Company of Sirens- Troyanne , Chapter Cardiff , October 16, 2013
As I left the performance of Troyanne at Chapter a group of women who had been in the audience at Chapter's studio were tightening into a group hug, seeking mutual solace and comfort after the relentless pain of the play.  This is an unflinching, deeply tragic play based on true stories of personal loss suffered as a result of America's epidemic of gun ownership and gunplay.  Ian Rowlands has written a world-class drama – a steely, unflinching and entirely unsentimental work.  

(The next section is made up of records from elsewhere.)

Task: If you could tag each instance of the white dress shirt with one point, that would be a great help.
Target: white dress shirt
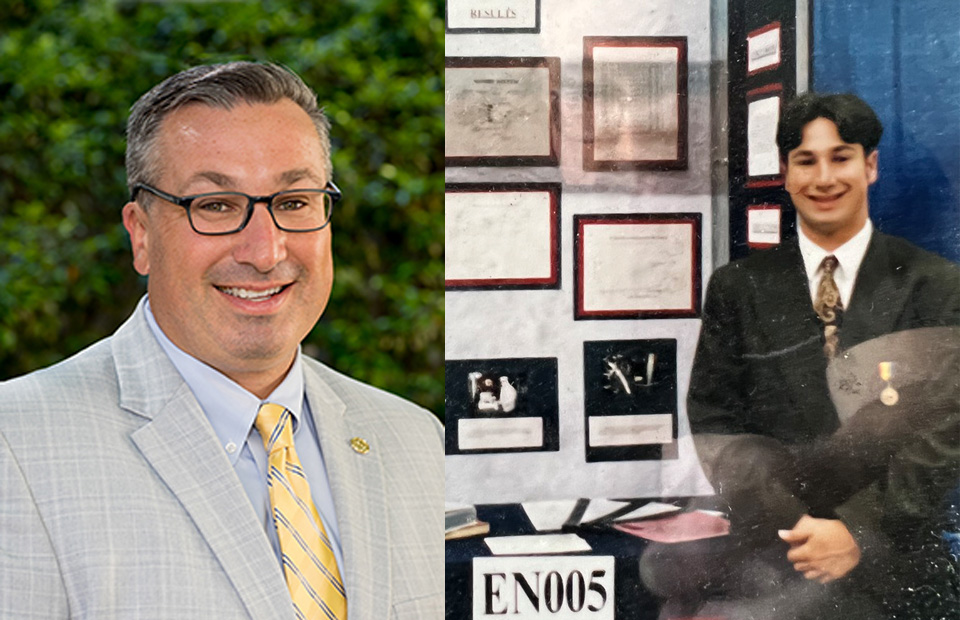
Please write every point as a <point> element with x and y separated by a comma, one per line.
<point>849,256</point>
<point>232,411</point>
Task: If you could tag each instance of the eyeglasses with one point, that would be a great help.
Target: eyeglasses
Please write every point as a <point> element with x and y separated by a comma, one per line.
<point>225,213</point>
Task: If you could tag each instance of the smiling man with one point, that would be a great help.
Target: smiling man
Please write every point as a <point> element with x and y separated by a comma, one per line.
<point>196,464</point>
<point>861,539</point>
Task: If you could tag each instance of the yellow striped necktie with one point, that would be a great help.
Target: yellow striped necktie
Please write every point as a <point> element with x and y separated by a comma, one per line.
<point>309,565</point>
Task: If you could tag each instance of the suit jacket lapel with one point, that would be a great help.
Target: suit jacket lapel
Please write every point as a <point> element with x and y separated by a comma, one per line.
<point>357,484</point>
<point>181,446</point>
<point>796,330</point>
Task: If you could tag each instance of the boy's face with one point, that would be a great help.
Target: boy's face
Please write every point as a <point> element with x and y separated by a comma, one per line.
<point>827,179</point>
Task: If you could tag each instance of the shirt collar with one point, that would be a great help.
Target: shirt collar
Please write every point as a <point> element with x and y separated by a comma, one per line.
<point>230,408</point>
<point>849,255</point>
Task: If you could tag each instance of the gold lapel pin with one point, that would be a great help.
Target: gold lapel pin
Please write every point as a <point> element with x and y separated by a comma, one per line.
<point>360,446</point>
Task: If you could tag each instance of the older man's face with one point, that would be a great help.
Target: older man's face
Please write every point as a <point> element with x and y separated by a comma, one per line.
<point>242,302</point>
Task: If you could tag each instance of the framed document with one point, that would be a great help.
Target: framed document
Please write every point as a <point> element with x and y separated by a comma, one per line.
<point>630,399</point>
<point>763,49</point>
<point>637,266</point>
<point>634,103</point>
<point>763,225</point>
<point>502,111</point>
<point>763,158</point>
<point>492,16</point>
<point>502,236</point>
<point>502,405</point>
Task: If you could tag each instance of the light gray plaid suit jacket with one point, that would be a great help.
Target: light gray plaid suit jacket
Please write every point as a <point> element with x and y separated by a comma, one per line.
<point>117,501</point>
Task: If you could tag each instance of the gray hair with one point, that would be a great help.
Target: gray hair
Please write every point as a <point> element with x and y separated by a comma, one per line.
<point>219,86</point>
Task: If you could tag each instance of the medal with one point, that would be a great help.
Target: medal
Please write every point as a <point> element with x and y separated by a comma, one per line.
<point>888,396</point>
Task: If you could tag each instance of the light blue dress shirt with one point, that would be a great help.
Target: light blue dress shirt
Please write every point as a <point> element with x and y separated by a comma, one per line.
<point>232,411</point>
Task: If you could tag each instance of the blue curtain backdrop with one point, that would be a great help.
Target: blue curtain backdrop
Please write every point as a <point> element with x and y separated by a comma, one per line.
<point>903,58</point>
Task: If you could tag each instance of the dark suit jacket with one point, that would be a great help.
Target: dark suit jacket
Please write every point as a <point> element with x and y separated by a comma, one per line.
<point>760,369</point>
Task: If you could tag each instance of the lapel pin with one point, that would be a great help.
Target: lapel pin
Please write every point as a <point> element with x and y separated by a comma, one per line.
<point>360,446</point>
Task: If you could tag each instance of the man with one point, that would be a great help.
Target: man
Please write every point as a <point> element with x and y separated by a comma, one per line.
<point>760,407</point>
<point>195,464</point>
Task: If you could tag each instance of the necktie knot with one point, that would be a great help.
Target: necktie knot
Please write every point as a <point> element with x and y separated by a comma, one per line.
<point>309,564</point>
<point>828,305</point>
<point>275,424</point>
<point>829,264</point>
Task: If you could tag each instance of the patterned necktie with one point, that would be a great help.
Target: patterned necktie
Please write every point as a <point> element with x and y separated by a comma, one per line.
<point>308,561</point>
<point>829,306</point>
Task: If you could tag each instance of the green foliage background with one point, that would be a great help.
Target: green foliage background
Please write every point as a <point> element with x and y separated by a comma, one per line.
<point>69,72</point>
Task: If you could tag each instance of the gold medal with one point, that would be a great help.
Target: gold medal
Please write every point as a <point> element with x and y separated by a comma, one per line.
<point>889,396</point>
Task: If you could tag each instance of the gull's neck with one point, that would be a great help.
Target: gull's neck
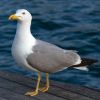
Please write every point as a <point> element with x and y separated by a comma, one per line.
<point>23,32</point>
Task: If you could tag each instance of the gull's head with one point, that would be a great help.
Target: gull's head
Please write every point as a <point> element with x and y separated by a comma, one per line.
<point>21,15</point>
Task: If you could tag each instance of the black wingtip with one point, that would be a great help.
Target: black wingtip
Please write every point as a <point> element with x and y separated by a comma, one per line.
<point>85,62</point>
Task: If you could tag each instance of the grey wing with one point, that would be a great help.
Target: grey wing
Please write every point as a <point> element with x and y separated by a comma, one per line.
<point>47,57</point>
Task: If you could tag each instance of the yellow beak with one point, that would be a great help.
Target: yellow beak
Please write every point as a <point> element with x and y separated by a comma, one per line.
<point>13,17</point>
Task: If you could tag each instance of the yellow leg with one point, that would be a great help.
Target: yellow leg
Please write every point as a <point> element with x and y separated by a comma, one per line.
<point>35,92</point>
<point>44,89</point>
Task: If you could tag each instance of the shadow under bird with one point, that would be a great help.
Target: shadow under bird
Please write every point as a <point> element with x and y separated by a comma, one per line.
<point>41,56</point>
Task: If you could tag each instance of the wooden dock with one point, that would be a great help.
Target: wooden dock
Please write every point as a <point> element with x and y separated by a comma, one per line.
<point>13,86</point>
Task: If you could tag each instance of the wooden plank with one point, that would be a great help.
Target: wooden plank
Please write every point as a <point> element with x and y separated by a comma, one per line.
<point>8,95</point>
<point>21,89</point>
<point>85,91</point>
<point>67,91</point>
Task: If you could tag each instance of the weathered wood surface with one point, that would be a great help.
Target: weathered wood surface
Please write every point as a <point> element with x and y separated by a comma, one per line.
<point>13,87</point>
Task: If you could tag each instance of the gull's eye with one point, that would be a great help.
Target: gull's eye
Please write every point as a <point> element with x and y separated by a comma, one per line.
<point>23,13</point>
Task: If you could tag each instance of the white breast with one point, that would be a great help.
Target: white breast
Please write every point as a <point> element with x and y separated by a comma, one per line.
<point>21,48</point>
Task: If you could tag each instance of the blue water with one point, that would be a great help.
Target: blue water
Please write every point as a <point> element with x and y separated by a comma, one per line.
<point>70,24</point>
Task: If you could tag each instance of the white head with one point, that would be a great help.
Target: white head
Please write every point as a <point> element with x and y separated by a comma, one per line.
<point>21,15</point>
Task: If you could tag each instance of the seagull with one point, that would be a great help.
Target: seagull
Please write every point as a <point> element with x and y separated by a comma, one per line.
<point>41,56</point>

The quartet of actors (Caroline Bunce, Rebecca Knowles, Jannah Warlow and Dick Bradnum) totally and collectively delivered, offering cool performances of nuanced pain, rage against the Fates and world-whipped resignation, with the emotions constantly pressure-cooking on the inside, all under the assured direction of Chris Durnall.  Boldly, and very baldly staged,  employing the very minimum of props (but given implied space and the colour of birdsong courtesy of a very effective sound design by Dan Lawrence) this was and is Greek tragedy for gun-ridden times. Powerful.  Challenging.  And deeply, deeply wounding. 
This production by Company of Sirens deserves to, and needs to be seen more widely.  It is not a preacherly play, but it is most disarmingly powerful (pardoning the pun) in its examination of the painful and tragic consequences of lax gun control in a huge country.